Now the second issue: the challenge of drug abuse in Punjab. I am aware that thousands are being rounded up daily by the state police for drug abuse, peddling, or trafficking. The treatment centres are overflowing. The courts are overwhelmed. The prisons, too, are full of drug addicts and drug peddlers. The Punjab chief minister is believed to be taking personal interest in closely reviewing the progress being made in this area.

But my concern is -- after care. Rehabilitation and future prevention.

And a very convincing method came from Aamir Khan’s TV programme Satyamev Jayate: reaching out to the youth through sports.

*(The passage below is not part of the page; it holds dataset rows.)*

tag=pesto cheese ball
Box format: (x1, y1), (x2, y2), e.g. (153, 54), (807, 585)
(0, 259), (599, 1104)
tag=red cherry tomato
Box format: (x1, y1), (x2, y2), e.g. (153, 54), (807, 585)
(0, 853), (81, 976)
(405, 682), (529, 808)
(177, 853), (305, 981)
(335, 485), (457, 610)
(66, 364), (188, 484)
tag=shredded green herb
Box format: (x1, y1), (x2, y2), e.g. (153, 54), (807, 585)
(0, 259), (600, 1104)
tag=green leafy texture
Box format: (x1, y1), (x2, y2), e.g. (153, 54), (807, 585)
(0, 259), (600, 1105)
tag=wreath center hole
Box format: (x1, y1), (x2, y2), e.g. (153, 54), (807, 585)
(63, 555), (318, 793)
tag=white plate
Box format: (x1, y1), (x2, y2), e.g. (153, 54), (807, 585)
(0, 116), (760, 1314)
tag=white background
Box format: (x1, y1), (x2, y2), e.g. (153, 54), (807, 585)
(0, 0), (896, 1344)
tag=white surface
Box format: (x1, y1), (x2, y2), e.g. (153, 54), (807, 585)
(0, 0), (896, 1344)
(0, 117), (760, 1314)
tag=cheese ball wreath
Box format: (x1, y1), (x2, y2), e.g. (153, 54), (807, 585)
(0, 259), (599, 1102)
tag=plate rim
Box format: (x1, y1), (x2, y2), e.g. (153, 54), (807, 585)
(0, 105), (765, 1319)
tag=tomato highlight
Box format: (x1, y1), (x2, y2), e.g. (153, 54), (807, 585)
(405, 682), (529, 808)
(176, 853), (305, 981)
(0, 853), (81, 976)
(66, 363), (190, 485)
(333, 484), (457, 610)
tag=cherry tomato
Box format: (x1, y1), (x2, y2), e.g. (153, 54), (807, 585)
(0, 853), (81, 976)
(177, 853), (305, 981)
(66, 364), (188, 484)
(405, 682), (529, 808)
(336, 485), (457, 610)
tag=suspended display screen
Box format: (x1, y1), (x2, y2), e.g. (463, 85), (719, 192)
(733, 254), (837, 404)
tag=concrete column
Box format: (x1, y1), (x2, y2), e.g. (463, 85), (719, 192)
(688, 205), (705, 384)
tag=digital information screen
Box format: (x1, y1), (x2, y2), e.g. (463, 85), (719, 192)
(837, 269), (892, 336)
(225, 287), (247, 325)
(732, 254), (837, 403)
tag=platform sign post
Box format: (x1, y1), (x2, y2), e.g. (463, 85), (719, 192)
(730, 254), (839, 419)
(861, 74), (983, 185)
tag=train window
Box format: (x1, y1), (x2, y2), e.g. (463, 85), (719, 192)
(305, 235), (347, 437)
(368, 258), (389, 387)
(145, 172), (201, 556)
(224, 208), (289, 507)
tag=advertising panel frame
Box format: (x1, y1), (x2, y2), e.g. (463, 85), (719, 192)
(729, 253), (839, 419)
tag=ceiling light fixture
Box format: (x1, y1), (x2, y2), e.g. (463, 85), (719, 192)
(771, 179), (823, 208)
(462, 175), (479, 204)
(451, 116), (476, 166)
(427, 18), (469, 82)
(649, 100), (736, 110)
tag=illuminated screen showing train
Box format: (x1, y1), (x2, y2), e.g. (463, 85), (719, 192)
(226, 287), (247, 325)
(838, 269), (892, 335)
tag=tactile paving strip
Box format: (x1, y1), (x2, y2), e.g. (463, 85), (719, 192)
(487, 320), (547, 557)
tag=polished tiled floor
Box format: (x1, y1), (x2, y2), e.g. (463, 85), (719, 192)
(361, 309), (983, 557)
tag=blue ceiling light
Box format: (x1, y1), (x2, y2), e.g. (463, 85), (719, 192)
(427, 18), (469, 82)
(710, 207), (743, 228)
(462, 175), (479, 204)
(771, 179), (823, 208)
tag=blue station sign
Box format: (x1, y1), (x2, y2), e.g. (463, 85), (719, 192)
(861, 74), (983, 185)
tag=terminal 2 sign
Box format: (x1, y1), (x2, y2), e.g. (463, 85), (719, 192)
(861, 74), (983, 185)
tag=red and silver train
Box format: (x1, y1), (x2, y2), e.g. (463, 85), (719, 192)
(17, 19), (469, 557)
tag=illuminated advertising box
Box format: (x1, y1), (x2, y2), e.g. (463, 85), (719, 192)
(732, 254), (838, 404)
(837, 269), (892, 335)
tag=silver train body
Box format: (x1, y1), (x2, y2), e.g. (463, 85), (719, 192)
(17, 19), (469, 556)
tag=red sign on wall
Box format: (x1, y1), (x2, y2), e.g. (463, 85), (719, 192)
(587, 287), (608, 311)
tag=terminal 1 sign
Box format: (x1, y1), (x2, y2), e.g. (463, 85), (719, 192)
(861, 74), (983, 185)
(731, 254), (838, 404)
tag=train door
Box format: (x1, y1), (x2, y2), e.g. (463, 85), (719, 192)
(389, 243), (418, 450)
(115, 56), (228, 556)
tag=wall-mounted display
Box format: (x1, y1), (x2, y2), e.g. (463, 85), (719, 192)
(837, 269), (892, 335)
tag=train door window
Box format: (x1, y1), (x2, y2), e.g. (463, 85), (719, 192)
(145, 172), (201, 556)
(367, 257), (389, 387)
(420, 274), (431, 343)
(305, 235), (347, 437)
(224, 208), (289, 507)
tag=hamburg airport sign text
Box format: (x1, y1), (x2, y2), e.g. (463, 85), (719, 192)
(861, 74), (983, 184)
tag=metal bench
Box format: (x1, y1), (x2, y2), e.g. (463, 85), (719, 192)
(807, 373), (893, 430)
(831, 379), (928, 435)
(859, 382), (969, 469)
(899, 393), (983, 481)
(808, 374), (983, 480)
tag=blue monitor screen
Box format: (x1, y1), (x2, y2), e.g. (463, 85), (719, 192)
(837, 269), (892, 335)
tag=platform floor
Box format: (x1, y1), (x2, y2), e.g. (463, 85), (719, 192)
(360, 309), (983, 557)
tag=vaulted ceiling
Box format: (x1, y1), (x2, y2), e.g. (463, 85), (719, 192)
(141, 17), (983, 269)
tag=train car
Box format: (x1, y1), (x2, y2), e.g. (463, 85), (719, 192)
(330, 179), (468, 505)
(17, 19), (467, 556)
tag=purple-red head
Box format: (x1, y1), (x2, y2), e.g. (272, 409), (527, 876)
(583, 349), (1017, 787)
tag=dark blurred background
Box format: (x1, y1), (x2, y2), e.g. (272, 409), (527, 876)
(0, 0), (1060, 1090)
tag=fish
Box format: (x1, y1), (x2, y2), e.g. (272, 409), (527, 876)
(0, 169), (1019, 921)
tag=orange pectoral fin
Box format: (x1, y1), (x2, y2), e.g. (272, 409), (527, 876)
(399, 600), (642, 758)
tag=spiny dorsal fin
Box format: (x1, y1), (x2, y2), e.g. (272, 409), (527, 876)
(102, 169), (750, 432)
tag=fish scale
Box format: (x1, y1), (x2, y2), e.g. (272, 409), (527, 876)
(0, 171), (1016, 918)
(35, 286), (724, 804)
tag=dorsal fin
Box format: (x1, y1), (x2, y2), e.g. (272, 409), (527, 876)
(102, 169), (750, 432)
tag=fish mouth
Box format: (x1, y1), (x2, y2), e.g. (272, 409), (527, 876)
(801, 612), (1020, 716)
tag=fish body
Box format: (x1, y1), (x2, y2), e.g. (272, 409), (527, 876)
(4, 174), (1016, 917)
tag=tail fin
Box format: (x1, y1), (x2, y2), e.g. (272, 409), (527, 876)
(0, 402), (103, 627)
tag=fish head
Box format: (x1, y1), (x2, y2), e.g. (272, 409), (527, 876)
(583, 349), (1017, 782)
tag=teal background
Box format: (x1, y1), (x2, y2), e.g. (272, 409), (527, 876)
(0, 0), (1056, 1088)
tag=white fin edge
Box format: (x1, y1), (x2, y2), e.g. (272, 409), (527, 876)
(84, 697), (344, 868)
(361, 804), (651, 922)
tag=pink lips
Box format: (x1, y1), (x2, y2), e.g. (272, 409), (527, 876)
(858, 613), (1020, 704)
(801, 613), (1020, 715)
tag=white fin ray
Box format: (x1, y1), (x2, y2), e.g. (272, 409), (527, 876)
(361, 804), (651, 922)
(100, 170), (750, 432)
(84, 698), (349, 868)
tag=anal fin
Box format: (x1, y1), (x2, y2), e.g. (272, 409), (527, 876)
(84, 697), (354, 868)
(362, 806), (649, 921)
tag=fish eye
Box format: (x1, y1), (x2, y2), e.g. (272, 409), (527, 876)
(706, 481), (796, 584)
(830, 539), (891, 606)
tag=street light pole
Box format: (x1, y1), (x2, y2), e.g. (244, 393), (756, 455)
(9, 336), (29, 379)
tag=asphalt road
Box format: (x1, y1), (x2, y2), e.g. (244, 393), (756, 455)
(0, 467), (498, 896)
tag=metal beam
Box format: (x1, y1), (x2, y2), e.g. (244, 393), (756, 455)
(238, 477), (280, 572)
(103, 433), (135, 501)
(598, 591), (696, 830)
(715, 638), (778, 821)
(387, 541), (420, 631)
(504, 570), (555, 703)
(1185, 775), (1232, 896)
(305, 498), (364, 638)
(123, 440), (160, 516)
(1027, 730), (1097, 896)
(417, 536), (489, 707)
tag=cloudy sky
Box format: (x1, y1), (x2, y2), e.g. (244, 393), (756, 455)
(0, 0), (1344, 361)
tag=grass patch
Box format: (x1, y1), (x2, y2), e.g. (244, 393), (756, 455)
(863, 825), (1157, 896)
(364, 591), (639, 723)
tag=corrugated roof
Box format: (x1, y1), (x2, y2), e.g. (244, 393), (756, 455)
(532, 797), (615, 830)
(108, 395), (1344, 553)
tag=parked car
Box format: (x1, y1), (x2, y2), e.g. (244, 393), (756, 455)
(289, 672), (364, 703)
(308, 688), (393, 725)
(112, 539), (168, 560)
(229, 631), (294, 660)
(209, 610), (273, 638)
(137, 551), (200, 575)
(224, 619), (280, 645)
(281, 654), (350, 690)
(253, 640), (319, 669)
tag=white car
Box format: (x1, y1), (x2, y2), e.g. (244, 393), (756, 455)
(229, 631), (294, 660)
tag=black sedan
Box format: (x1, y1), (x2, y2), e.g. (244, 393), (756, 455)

If the police, education authorities, schools, colleges, universities, village pradhans, even civil society groups, individually and collectively, enable sports competitions, beginning with villages and educational institutions, will the youth easily slip into drugs? The youth need energetic outlets! What could be better than team sports?

All the police have to do is have periodic meetings in different villages to encourage sports. Even play with them. Punjab can afford to get a football for the boys. Encourage them to play! It’s a team sport. And Punjab villages have grounds to play.

And then in such forums, the police can inform residents to report to the control room (toll-free, 181) of any drug consumption or sale!

Community support

This control room is not a police control room but outsourced to civilian management. They record each call, pass it on to respective seniors and then cross-check on action taken and revert to the complainant to check the satisfaction level. This then is reviewed again at higher levels.
They also have Saanjh centres where one can walk to record a complaint.

All this needs is community policing support and understanding now, if Punjab has to get its youth back – healthy and fit cops; army jawans, hockey champions, athletes, and hard-working agriculturists and other professionals.

Jhanvi was recovered thanks to the e-community crusade, besides all other support.

Punjab, too, will recover from drug abuse or sale by a community crusade with technology support!
We in India just have to take up crime prevention and other relevant causes specific to our areas as movements such as Swachh Bharat and Surakshit Bharat, and create a culture of cleanliness and security through community involvement. Only then will the aspiration of ‘Sabh ka Saath’, ‘Sabh ka Vikas’ and ‘Sabh ka Sudhaar’ be achieved!